The concept of reducing the amount of fuel (clients) that leaks out of an engine pipe to keep the balloon (company) afloat deeply instilled the importance of sales to the team.
Afterwards, the process of improvement was multi-faceted. Data insights drawn from funnel roadblocks and channel cost-per-acquistion provided accurate diagnosis of key problem areas. This ultimately enabled us to methodically create solutions for specific issues and employ training to mitigate future re-occurrence.
Repeat Business System
Affectionately titled ‘Hotcakes’, a system was devised to increase repeat business from existing clients. This involved repeatedly providing free value over a specific intervals. Behind the scenes was software and routines that ensured its consistent execution.
Digital Client Proposal
To land a compelling first-impression with new clients, we created a new website with easily customisable landing pages on the backend. This enabled the team to efficiently build digital proposals tailored for specific clients when in pursuit of new business.
Sales Psychology Training
Ultimately, the success of a company always depends on the people driving it. Sales psychology training adapted to the Paper Stone Scissors creativity-driven team was employed. It was effective in shifting mindsets and providing a wider array of useable tactics.
Section 3: Work Systemisation
Intentionally designing cultures and systems for productivity.
While generating revenue is one side of the coin, improving efficiencies to increase profits is the other. Fortunately, happy team members who find meaning in their work are highly effective employees. Therefore, it’s good for business to design a culture where people enjoy their day-to-day and reduce frustrating work with efficient systems.
Culture
The Handbook
Culture happens regardless — one might as well intentionally design it to serve the company. A handbook was created that outlined the culture and essence of the company. It played an instrumental role guiding the type of mentality and behaviours desired in the team, ultimately leading to closer team bonds and better work. In conjunction to this, we designed a thoughtful onboarding process that gave a right first impression for new recruits.
Systems
The Playbook
Employees learn, but companies don’t unless there’s a system in place. The Playbook is the system created that covers all of the ‘how-tos’. It documents all of the best practices and ensures that work meets the expected quality standards. Learning is accelerated and the company grows. With clear instructions in video and written format, there are guides for essential work processes across all departments. It teaches the new recruits and reminds the old veterans.
Section 4: Outcome
The main achievements that made a difference.
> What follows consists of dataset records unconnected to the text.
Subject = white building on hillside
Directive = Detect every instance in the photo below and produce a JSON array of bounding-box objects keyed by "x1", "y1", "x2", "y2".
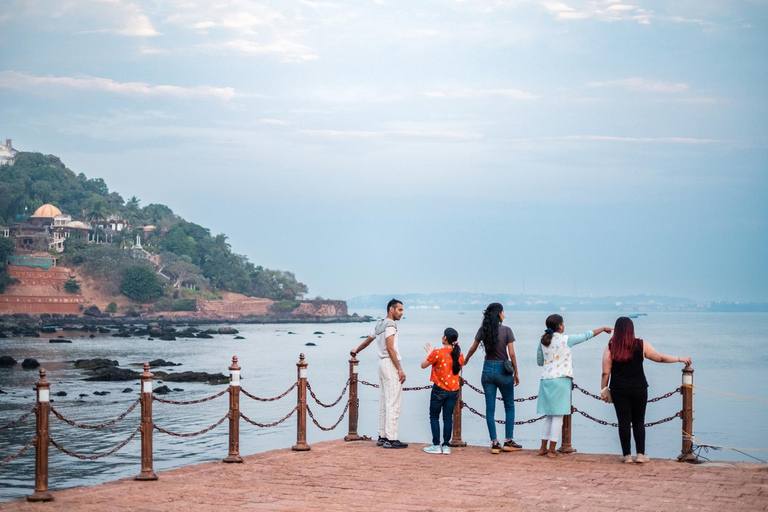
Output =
[{"x1": 0, "y1": 139, "x2": 18, "y2": 165}]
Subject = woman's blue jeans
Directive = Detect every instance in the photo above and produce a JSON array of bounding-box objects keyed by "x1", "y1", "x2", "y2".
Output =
[
  {"x1": 429, "y1": 384, "x2": 459, "y2": 446},
  {"x1": 481, "y1": 361, "x2": 515, "y2": 442}
]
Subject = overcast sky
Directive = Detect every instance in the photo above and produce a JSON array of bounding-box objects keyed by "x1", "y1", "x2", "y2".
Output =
[{"x1": 0, "y1": 0, "x2": 768, "y2": 301}]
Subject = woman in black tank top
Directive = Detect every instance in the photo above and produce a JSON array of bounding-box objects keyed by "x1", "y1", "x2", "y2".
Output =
[{"x1": 600, "y1": 316, "x2": 691, "y2": 463}]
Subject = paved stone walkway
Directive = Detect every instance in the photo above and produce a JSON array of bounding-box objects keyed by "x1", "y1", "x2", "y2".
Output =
[{"x1": 0, "y1": 441, "x2": 768, "y2": 512}]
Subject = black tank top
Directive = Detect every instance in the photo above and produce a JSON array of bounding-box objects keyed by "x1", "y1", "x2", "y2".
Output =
[{"x1": 610, "y1": 340, "x2": 648, "y2": 391}]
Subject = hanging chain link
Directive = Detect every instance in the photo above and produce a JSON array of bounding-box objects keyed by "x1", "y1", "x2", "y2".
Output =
[
  {"x1": 0, "y1": 437, "x2": 37, "y2": 466},
  {"x1": 155, "y1": 413, "x2": 229, "y2": 437},
  {"x1": 307, "y1": 400, "x2": 349, "y2": 432},
  {"x1": 648, "y1": 387, "x2": 683, "y2": 403},
  {"x1": 0, "y1": 406, "x2": 37, "y2": 430},
  {"x1": 307, "y1": 379, "x2": 351, "y2": 409},
  {"x1": 240, "y1": 405, "x2": 299, "y2": 428},
  {"x1": 240, "y1": 382, "x2": 299, "y2": 402},
  {"x1": 152, "y1": 388, "x2": 229, "y2": 405},
  {"x1": 51, "y1": 427, "x2": 141, "y2": 460},
  {"x1": 461, "y1": 400, "x2": 547, "y2": 425},
  {"x1": 51, "y1": 399, "x2": 141, "y2": 430},
  {"x1": 463, "y1": 379, "x2": 539, "y2": 402}
]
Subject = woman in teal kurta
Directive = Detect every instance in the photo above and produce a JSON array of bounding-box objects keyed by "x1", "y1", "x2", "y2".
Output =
[{"x1": 536, "y1": 315, "x2": 611, "y2": 457}]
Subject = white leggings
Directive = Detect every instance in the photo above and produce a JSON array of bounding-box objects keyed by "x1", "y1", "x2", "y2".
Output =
[{"x1": 541, "y1": 414, "x2": 563, "y2": 443}]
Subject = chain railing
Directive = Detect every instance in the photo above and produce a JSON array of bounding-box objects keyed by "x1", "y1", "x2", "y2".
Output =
[{"x1": 0, "y1": 354, "x2": 695, "y2": 501}]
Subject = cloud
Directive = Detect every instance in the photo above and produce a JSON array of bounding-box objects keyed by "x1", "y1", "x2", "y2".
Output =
[
  {"x1": 300, "y1": 129, "x2": 483, "y2": 140},
  {"x1": 0, "y1": 71, "x2": 238, "y2": 101},
  {"x1": 587, "y1": 77, "x2": 688, "y2": 93},
  {"x1": 424, "y1": 89, "x2": 541, "y2": 100}
]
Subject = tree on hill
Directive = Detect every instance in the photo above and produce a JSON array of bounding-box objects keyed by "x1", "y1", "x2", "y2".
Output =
[{"x1": 120, "y1": 264, "x2": 163, "y2": 302}]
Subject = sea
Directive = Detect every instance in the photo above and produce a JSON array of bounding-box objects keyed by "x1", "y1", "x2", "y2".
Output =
[{"x1": 0, "y1": 308, "x2": 768, "y2": 501}]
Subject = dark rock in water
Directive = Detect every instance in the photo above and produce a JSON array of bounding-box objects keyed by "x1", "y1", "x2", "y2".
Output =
[
  {"x1": 152, "y1": 386, "x2": 171, "y2": 395},
  {"x1": 83, "y1": 306, "x2": 101, "y2": 316},
  {"x1": 154, "y1": 371, "x2": 229, "y2": 384},
  {"x1": 83, "y1": 366, "x2": 141, "y2": 381},
  {"x1": 149, "y1": 359, "x2": 181, "y2": 368},
  {"x1": 21, "y1": 358, "x2": 40, "y2": 370},
  {"x1": 75, "y1": 357, "x2": 120, "y2": 370}
]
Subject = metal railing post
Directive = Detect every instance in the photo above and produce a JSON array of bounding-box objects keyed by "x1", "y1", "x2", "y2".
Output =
[
  {"x1": 136, "y1": 363, "x2": 157, "y2": 480},
  {"x1": 344, "y1": 354, "x2": 363, "y2": 441},
  {"x1": 224, "y1": 356, "x2": 243, "y2": 462},
  {"x1": 557, "y1": 384, "x2": 577, "y2": 453},
  {"x1": 450, "y1": 377, "x2": 467, "y2": 446},
  {"x1": 27, "y1": 368, "x2": 53, "y2": 501},
  {"x1": 677, "y1": 366, "x2": 696, "y2": 462},
  {"x1": 291, "y1": 354, "x2": 310, "y2": 452}
]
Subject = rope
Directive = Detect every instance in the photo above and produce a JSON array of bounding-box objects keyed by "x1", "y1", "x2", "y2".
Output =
[
  {"x1": 307, "y1": 400, "x2": 349, "y2": 432},
  {"x1": 51, "y1": 399, "x2": 141, "y2": 430},
  {"x1": 155, "y1": 413, "x2": 229, "y2": 437},
  {"x1": 51, "y1": 427, "x2": 141, "y2": 460},
  {"x1": 240, "y1": 405, "x2": 299, "y2": 428},
  {"x1": 240, "y1": 382, "x2": 299, "y2": 402},
  {"x1": 307, "y1": 379, "x2": 350, "y2": 409},
  {"x1": 0, "y1": 406, "x2": 37, "y2": 430},
  {"x1": 461, "y1": 401, "x2": 547, "y2": 425},
  {"x1": 0, "y1": 437, "x2": 37, "y2": 466},
  {"x1": 152, "y1": 388, "x2": 229, "y2": 405},
  {"x1": 683, "y1": 385, "x2": 768, "y2": 403}
]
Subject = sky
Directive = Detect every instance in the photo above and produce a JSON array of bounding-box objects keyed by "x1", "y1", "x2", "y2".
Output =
[{"x1": 0, "y1": 0, "x2": 768, "y2": 302}]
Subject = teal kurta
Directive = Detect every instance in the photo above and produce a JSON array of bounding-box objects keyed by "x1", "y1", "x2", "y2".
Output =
[{"x1": 536, "y1": 331, "x2": 594, "y2": 416}]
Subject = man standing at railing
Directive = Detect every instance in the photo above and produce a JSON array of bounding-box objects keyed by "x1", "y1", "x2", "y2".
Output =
[{"x1": 350, "y1": 299, "x2": 408, "y2": 448}]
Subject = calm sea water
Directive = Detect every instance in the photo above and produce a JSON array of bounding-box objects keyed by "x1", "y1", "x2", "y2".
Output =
[{"x1": 0, "y1": 310, "x2": 768, "y2": 500}]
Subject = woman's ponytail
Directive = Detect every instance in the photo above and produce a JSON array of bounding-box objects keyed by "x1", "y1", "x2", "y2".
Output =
[{"x1": 541, "y1": 314, "x2": 563, "y2": 347}]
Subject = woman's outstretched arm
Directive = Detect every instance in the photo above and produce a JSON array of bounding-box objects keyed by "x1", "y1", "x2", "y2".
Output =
[{"x1": 643, "y1": 341, "x2": 691, "y2": 366}]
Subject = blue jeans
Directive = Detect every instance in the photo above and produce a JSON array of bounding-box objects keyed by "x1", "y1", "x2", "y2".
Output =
[
  {"x1": 429, "y1": 384, "x2": 459, "y2": 446},
  {"x1": 480, "y1": 361, "x2": 515, "y2": 442}
]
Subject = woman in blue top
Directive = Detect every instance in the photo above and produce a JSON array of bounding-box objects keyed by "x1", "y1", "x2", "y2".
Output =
[{"x1": 536, "y1": 315, "x2": 611, "y2": 457}]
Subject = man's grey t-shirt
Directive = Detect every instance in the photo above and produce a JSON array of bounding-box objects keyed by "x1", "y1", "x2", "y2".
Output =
[{"x1": 475, "y1": 325, "x2": 515, "y2": 361}]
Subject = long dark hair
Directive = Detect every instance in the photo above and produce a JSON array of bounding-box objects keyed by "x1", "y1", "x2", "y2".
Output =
[
  {"x1": 541, "y1": 313, "x2": 563, "y2": 347},
  {"x1": 608, "y1": 316, "x2": 642, "y2": 363},
  {"x1": 443, "y1": 327, "x2": 461, "y2": 375},
  {"x1": 480, "y1": 302, "x2": 504, "y2": 350}
]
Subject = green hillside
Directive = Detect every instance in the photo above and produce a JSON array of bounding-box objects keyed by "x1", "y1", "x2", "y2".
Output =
[{"x1": 0, "y1": 153, "x2": 307, "y2": 302}]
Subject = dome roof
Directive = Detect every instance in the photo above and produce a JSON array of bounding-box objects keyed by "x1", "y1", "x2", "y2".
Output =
[{"x1": 32, "y1": 204, "x2": 61, "y2": 218}]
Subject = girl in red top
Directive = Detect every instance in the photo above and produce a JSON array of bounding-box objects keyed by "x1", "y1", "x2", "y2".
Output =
[{"x1": 421, "y1": 327, "x2": 464, "y2": 455}]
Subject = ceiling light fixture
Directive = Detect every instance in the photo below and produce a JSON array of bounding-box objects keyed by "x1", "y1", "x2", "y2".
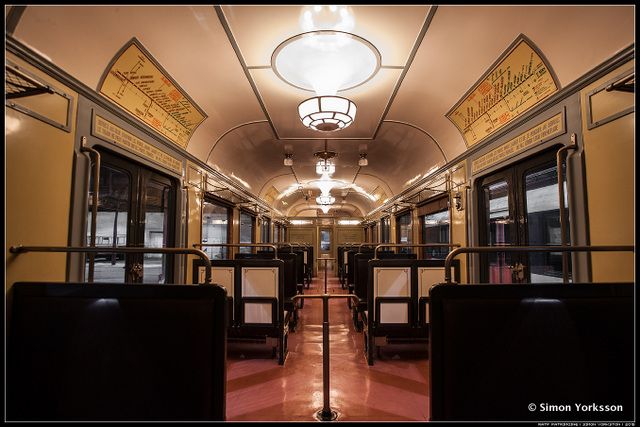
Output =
[
  {"x1": 271, "y1": 28, "x2": 381, "y2": 132},
  {"x1": 358, "y1": 153, "x2": 369, "y2": 166},
  {"x1": 298, "y1": 96, "x2": 356, "y2": 132},
  {"x1": 316, "y1": 194, "x2": 336, "y2": 206},
  {"x1": 271, "y1": 30, "x2": 381, "y2": 95}
]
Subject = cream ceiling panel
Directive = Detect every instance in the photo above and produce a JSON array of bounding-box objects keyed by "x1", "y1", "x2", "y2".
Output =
[
  {"x1": 222, "y1": 5, "x2": 429, "y2": 67},
  {"x1": 14, "y1": 6, "x2": 265, "y2": 160}
]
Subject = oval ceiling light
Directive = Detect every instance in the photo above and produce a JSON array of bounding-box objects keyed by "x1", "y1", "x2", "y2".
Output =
[
  {"x1": 298, "y1": 96, "x2": 356, "y2": 132},
  {"x1": 316, "y1": 194, "x2": 336, "y2": 205},
  {"x1": 271, "y1": 30, "x2": 381, "y2": 95}
]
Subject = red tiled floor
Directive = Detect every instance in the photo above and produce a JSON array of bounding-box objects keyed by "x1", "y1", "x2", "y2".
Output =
[{"x1": 227, "y1": 271, "x2": 429, "y2": 421}]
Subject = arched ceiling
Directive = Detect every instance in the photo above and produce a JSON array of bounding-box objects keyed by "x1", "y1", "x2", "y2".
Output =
[{"x1": 11, "y1": 5, "x2": 635, "y2": 221}]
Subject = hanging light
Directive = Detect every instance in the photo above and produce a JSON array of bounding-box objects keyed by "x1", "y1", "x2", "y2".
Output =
[
  {"x1": 298, "y1": 96, "x2": 356, "y2": 132},
  {"x1": 316, "y1": 159, "x2": 336, "y2": 175},
  {"x1": 316, "y1": 194, "x2": 336, "y2": 206},
  {"x1": 271, "y1": 28, "x2": 382, "y2": 95}
]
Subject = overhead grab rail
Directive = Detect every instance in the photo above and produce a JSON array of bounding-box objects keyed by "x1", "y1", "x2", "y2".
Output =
[
  {"x1": 358, "y1": 242, "x2": 382, "y2": 252},
  {"x1": 373, "y1": 243, "x2": 460, "y2": 259},
  {"x1": 604, "y1": 73, "x2": 636, "y2": 93},
  {"x1": 80, "y1": 136, "x2": 100, "y2": 282},
  {"x1": 444, "y1": 245, "x2": 636, "y2": 284},
  {"x1": 193, "y1": 243, "x2": 279, "y2": 260},
  {"x1": 9, "y1": 245, "x2": 211, "y2": 285}
]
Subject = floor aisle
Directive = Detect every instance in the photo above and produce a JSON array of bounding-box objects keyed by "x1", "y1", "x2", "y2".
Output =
[{"x1": 227, "y1": 270, "x2": 429, "y2": 421}]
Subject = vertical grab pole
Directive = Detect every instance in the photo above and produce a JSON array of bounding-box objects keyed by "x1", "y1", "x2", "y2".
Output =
[
  {"x1": 556, "y1": 133, "x2": 578, "y2": 283},
  {"x1": 318, "y1": 294, "x2": 337, "y2": 421},
  {"x1": 80, "y1": 136, "x2": 100, "y2": 283}
]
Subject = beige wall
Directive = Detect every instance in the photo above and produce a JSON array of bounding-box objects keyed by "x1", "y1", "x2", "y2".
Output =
[
  {"x1": 185, "y1": 162, "x2": 203, "y2": 283},
  {"x1": 5, "y1": 52, "x2": 78, "y2": 293},
  {"x1": 449, "y1": 163, "x2": 470, "y2": 283},
  {"x1": 580, "y1": 61, "x2": 635, "y2": 282}
]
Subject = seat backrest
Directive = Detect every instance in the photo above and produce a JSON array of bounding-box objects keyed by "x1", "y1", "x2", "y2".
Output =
[
  {"x1": 278, "y1": 252, "x2": 298, "y2": 300},
  {"x1": 6, "y1": 283, "x2": 227, "y2": 421},
  {"x1": 415, "y1": 259, "x2": 460, "y2": 325},
  {"x1": 353, "y1": 251, "x2": 373, "y2": 301},
  {"x1": 429, "y1": 283, "x2": 635, "y2": 421},
  {"x1": 234, "y1": 259, "x2": 284, "y2": 326},
  {"x1": 367, "y1": 259, "x2": 417, "y2": 326}
]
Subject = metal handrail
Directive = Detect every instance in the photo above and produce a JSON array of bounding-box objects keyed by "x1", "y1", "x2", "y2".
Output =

1. Generated significant year-on-year growth.
I helped grow the revenue of Paper Stone Scissors in Shanghai in less than two years. In parallel to that, I improved the efficiencies of key work processes which ultimately led to higher profitability.
2. Clarity on business and marketing strategy.
In a highly competitive landscape, I provided internal clarity on what are the best strategies to move forward on. This involved cutting out non-essential marketing initiatives and doubling down on those that worked well.
3. Effective team culture & systems put in place.
Set up the foundation for a productive culture to flourish while having the right systems in place to maintain the high quality standards. This led to better communication, work, and happier team members.
“Kaye is the consummate business consulting professional. His eye for detail has helped us to implement changes that made our company more efficient and profitable. He is one of the main reasons why our organization has been successful in generating a year on year growth. I therefore have no hesitation in recommending him. In many aspects, we owe much of our success to Rob Kaye Han.”